L’ancien nom du réseau, Stub (Service de transports urbains de Brive), a été abandonné au profit de Libéo et d’un autre logo. Selon Jean-Claude Farges, le vice président chargé des transports et des déplacements, "le logo rond comme une bulle, directement inspiré de celui de l’agglomération, évoque la facilité des déplacements. De même, le nom Libéo, facile à mémoriser et déclinable sur différents supports, est un terme générique qui peut recouvrir les différentes offres: Libéo la navette, Libéo accessible, Libéo à la demande…" Et pourquoi pas bientôt Libéoparking et Libéovélo. Libéovélo ou… Vélibéo.

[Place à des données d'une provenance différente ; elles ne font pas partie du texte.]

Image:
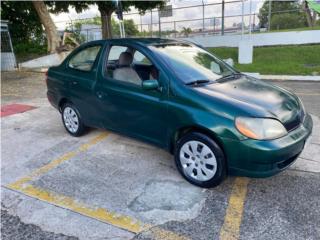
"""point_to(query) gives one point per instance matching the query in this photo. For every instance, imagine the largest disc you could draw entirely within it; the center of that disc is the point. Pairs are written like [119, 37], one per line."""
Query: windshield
[191, 63]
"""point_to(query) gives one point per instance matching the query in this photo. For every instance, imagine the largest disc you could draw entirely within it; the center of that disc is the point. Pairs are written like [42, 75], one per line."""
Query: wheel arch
[188, 129]
[62, 102]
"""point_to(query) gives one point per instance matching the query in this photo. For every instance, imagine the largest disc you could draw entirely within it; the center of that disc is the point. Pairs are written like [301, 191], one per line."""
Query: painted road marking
[69, 203]
[95, 212]
[12, 109]
[46, 168]
[232, 220]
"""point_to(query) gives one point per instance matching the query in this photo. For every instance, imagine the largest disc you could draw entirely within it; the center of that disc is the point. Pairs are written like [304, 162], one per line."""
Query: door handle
[101, 95]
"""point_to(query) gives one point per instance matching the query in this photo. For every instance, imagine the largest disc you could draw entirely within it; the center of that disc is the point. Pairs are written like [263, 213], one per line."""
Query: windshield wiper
[230, 76]
[198, 82]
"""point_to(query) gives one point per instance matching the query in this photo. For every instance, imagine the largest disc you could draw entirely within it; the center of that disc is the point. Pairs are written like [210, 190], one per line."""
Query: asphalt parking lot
[107, 186]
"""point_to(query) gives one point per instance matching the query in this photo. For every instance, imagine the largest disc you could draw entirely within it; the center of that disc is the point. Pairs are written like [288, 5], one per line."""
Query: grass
[292, 29]
[282, 60]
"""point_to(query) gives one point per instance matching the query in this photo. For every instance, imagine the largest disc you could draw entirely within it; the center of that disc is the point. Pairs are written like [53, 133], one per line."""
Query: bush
[28, 50]
[288, 21]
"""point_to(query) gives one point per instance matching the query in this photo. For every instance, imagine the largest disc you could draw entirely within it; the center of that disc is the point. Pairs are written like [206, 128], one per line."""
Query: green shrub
[28, 50]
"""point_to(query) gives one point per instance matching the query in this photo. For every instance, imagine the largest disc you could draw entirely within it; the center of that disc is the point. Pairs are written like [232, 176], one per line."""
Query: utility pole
[159, 23]
[151, 24]
[202, 16]
[250, 25]
[242, 20]
[269, 16]
[222, 19]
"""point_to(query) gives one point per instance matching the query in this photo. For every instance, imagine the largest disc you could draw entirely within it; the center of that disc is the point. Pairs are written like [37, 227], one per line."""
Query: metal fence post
[222, 19]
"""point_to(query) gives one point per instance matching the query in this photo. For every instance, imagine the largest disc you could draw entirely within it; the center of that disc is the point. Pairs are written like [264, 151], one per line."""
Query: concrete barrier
[259, 39]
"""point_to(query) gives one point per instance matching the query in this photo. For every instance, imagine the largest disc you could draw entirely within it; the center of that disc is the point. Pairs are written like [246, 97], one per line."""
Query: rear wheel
[72, 120]
[200, 160]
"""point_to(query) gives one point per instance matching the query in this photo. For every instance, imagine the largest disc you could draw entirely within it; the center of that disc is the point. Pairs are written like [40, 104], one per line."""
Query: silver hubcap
[71, 120]
[198, 161]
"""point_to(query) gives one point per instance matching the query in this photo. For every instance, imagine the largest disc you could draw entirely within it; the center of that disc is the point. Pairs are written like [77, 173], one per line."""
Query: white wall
[259, 39]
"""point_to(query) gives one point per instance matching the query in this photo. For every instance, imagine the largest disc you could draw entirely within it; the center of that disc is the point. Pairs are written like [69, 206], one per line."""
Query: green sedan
[176, 95]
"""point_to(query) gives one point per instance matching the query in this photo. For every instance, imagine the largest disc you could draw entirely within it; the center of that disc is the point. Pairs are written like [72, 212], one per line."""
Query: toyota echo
[215, 120]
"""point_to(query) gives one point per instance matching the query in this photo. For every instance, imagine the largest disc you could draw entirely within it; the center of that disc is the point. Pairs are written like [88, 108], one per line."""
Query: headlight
[260, 128]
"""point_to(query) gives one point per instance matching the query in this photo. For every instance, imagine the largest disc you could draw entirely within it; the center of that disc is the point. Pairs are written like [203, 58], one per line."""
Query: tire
[200, 160]
[72, 120]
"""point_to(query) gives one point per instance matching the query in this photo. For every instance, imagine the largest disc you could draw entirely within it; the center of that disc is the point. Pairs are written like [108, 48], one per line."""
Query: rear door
[81, 74]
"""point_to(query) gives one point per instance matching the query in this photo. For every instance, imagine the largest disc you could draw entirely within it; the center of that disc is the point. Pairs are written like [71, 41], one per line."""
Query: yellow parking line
[232, 221]
[56, 162]
[98, 213]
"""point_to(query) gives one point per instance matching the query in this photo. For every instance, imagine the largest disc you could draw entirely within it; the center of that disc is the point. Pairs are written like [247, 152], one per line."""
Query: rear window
[85, 59]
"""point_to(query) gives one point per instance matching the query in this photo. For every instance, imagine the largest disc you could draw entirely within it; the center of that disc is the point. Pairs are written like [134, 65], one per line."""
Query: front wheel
[72, 120]
[200, 160]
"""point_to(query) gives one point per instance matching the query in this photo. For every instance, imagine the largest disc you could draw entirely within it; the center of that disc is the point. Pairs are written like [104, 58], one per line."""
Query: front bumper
[254, 158]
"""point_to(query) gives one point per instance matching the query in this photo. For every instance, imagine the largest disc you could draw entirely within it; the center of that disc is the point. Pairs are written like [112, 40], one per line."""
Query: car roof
[141, 41]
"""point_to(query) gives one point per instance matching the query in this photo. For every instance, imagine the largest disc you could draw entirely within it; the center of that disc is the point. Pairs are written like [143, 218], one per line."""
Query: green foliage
[186, 31]
[28, 50]
[290, 60]
[129, 27]
[24, 23]
[288, 21]
[293, 6]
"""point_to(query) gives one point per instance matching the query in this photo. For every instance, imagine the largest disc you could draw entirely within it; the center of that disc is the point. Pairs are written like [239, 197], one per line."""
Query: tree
[278, 8]
[53, 38]
[287, 21]
[186, 31]
[129, 26]
[311, 18]
[24, 22]
[106, 8]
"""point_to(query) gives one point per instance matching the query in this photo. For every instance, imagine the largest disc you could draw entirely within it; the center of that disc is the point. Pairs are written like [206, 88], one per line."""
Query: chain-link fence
[224, 17]
[8, 60]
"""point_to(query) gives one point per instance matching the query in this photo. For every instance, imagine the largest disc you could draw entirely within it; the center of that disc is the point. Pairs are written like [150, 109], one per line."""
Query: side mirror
[150, 84]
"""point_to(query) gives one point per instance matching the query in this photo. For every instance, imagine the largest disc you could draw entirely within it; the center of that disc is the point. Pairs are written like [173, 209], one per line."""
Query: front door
[80, 75]
[125, 106]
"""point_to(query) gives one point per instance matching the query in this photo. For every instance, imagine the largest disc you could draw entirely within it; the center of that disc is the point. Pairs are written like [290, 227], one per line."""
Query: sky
[179, 15]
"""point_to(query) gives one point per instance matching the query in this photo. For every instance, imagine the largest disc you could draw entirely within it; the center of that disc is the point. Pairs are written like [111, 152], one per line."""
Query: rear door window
[85, 59]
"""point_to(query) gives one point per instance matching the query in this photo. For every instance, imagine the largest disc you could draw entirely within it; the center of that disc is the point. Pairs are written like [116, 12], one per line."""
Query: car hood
[269, 100]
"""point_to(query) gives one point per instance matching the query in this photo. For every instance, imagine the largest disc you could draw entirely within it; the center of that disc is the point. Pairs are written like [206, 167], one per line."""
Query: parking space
[107, 186]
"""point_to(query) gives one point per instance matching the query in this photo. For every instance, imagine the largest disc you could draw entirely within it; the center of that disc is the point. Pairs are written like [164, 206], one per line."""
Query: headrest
[125, 59]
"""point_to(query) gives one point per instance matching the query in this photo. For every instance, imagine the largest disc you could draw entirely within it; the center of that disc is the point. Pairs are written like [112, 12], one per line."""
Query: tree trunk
[51, 32]
[106, 24]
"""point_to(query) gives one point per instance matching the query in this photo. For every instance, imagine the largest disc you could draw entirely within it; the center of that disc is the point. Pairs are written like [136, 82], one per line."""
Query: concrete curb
[283, 77]
[290, 78]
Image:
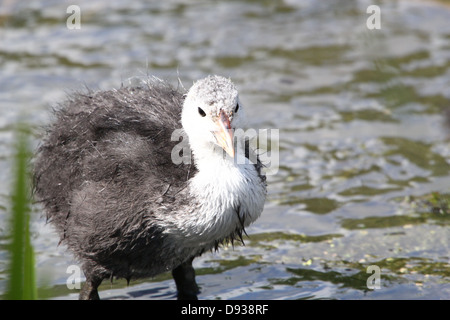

– 1,995 million de voyages/an (1,2 million de voyages auparavant).
– 1,18 million de km parcourus par les véhicules (874 000 km auparavant).
– Contribution forfaitaire moyenne versée à Veolia. Transport Brive: 2 708 000 euros HT.
– 34 conducteurs.
– 18 nouveaux bus aux dernières normes européennes.
Ces chiffres ne tiennent pas compte du service Libéo Accessible.